So far, for some profiling and benchmarking, I have been mostly using Pro Git book (amalgamation of many langauge versions), as generated by Cmark’s
I now tried to use it to find some bottle necks and optimization opportunities (
gcov rulez) in my implementation. But some numbers I’ve got show that the book is likely not that good data for this kind of work, given this statistics of line classification:
Indented code (start) 577100 (38.9%) Blank 348271 (23.5%) Paragraph 318740 (21.4%) Indented code (cont.) 151810 (10.2%) ATX header 55850 ( 3.8%) Html (start) 27460 ( 1.9%) Html (cont.) 4920 ( 0.3%) ======================================= Total lines 1484151
(The numbers are taken by using
gcov on MD4C’s
md_analyze_line() which serves as a core of (leaf) block analysis.)

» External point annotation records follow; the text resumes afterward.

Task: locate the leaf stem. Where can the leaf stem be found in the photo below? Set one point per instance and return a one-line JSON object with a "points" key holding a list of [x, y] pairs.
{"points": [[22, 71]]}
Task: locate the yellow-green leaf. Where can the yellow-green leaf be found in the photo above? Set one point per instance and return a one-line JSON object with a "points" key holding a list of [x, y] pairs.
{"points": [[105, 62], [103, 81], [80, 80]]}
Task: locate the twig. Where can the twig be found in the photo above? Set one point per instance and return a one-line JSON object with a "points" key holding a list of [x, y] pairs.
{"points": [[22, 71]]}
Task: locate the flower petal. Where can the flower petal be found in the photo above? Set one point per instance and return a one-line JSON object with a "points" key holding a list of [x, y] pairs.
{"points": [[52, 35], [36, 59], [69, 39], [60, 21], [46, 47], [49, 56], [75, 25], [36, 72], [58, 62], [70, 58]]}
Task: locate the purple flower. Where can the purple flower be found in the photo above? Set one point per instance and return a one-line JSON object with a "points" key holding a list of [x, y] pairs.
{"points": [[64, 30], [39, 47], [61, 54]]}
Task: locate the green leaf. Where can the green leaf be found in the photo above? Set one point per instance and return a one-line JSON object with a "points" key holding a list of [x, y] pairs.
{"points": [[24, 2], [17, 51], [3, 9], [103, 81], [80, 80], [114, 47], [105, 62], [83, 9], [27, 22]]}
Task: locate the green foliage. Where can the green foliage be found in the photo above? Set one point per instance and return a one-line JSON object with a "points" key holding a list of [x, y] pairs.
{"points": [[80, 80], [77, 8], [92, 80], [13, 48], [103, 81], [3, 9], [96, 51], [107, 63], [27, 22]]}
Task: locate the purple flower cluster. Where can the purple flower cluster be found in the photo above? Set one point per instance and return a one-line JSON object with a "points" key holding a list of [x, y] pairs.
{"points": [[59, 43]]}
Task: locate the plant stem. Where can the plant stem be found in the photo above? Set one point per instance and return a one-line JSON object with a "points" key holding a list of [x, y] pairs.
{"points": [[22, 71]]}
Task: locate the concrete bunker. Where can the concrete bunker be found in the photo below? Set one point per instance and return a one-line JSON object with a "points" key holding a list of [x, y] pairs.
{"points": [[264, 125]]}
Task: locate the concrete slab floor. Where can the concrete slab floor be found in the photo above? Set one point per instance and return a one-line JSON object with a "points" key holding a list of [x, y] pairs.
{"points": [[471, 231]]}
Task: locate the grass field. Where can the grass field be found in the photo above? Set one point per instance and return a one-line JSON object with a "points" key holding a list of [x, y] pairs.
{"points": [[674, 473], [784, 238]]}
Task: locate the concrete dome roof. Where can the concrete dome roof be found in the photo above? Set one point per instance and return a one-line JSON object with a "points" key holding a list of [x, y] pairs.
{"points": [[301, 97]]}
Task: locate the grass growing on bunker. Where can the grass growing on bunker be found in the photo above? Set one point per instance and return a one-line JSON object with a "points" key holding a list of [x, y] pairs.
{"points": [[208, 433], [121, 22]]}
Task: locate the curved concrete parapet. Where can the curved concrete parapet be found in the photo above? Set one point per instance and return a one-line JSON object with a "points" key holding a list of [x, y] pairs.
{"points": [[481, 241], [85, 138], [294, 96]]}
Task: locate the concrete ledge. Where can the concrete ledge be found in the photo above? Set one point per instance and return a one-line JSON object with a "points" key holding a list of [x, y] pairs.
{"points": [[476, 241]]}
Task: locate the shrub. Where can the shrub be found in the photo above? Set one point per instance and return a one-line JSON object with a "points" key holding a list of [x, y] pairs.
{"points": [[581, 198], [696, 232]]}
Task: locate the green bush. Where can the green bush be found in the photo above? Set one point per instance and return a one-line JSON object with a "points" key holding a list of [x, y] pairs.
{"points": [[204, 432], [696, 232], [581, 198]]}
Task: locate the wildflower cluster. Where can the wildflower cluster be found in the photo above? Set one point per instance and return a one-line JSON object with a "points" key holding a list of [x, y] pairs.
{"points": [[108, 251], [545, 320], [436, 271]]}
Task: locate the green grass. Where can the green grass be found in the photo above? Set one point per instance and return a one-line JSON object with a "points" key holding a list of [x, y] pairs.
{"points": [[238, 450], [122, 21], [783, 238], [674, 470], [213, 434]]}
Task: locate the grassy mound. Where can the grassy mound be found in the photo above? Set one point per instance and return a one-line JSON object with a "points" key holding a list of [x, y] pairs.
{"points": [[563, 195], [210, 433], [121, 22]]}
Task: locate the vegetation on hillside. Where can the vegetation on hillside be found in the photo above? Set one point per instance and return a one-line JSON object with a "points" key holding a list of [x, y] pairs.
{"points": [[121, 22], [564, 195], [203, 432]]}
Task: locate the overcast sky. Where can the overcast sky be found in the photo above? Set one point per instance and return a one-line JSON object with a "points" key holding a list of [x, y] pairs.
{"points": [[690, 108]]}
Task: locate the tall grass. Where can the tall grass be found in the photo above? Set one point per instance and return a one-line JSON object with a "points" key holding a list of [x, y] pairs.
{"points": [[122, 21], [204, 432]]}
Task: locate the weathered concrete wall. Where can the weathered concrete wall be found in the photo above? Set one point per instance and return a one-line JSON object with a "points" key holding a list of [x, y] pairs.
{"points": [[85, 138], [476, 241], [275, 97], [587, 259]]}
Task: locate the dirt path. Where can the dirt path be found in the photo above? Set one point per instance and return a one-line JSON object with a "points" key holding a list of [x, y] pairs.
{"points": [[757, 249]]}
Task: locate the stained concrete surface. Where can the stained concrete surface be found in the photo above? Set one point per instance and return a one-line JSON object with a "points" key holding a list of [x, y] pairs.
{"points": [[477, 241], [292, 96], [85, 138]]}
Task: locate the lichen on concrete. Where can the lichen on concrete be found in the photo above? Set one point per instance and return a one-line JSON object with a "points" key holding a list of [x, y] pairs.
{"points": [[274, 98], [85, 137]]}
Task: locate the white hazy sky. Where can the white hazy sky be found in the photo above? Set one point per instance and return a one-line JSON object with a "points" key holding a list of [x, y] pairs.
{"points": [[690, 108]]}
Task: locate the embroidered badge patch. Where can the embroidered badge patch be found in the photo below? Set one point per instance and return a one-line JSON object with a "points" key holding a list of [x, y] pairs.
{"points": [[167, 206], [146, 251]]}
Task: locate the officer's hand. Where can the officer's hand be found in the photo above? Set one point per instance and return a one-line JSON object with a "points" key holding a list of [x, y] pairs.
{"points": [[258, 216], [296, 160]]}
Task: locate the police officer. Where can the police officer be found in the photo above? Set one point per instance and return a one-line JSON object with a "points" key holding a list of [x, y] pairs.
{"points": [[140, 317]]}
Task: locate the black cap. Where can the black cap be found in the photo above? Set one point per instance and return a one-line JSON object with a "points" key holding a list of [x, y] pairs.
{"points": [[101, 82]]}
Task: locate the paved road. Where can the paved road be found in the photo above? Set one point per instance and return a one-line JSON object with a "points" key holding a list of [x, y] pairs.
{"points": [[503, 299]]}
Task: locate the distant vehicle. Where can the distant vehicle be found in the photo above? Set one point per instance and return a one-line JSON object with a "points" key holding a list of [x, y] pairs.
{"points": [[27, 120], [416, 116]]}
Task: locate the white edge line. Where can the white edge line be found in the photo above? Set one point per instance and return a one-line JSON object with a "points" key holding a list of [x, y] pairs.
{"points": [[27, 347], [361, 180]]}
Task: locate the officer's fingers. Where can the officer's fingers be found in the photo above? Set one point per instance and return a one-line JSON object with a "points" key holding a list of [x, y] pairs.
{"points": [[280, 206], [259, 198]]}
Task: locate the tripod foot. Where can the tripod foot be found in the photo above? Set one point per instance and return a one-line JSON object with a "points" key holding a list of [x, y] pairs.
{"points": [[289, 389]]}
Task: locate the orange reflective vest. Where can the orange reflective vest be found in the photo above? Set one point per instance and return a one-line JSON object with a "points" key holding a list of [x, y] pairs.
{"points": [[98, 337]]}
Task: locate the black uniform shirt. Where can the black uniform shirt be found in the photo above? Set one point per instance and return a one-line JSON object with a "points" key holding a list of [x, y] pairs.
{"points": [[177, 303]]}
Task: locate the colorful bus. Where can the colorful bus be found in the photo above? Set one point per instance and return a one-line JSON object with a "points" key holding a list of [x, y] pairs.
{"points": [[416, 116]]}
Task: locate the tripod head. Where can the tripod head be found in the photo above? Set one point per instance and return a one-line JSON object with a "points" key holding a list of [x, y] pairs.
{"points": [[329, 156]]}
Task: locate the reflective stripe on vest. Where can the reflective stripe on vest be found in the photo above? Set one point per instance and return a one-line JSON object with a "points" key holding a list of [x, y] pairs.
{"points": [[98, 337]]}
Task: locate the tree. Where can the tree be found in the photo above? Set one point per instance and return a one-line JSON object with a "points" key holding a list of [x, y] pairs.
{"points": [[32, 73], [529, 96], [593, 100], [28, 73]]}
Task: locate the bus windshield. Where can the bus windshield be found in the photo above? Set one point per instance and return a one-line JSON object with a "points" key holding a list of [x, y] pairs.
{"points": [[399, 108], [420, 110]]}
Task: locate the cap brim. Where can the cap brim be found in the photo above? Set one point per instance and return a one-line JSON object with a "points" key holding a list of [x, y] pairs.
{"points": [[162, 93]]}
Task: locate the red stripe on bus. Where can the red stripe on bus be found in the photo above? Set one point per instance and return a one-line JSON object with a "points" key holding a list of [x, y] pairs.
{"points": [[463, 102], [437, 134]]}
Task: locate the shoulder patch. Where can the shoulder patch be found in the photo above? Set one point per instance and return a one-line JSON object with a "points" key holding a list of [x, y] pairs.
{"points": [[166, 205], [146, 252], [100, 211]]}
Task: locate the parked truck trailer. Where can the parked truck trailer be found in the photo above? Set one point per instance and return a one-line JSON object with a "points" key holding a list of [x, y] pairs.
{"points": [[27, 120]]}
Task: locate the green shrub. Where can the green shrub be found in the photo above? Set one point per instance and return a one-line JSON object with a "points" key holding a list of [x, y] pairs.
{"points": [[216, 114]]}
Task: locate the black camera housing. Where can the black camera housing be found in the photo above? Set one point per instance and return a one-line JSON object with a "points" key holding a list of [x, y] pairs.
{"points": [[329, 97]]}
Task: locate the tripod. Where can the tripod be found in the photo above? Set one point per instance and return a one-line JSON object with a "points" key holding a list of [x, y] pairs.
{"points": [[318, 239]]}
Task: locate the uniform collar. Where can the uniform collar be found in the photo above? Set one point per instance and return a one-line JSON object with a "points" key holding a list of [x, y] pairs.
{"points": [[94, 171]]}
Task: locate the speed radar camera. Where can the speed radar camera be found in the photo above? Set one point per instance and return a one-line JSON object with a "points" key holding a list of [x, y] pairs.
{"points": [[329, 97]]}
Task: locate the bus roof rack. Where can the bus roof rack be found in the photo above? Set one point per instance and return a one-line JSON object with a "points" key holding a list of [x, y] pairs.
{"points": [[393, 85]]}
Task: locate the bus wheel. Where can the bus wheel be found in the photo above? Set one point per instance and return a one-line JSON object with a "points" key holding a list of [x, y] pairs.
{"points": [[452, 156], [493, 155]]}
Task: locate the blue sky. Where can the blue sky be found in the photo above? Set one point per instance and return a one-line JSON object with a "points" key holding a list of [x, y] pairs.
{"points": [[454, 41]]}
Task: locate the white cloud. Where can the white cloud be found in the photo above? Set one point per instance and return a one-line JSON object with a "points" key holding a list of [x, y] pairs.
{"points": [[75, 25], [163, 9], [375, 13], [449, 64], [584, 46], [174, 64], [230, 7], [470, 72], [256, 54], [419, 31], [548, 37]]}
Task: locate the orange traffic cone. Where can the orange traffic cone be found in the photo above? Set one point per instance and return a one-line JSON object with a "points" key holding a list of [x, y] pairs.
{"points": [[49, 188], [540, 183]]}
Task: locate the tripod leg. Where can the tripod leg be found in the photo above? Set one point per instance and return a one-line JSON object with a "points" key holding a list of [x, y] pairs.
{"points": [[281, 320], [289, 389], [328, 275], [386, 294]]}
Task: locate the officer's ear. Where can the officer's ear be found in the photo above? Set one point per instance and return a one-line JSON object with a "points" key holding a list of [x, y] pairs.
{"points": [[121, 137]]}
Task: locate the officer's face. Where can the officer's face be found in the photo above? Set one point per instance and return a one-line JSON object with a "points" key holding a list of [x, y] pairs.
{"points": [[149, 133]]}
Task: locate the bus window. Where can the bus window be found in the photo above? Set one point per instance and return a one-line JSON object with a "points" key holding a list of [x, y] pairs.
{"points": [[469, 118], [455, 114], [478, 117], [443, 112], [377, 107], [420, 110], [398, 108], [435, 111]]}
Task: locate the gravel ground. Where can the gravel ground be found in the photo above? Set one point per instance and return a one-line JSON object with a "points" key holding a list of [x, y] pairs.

If you look into the book source, it can be seen there is indeed a lot of code blocks (demonstrating
git in action) and that textual content mostly does not include any line breaks, minimizing count of textual lines (Paragraphs + ATX headers) to mere ~25% of lines.
I guess that such MarkDown usage is quite specific, so I would like to ask the community whether anybody here has some kind of larger corpus of MarkDown documents available, ideally compiled from various sources and/or authors, and which would be more representative and less prone to such strong biases.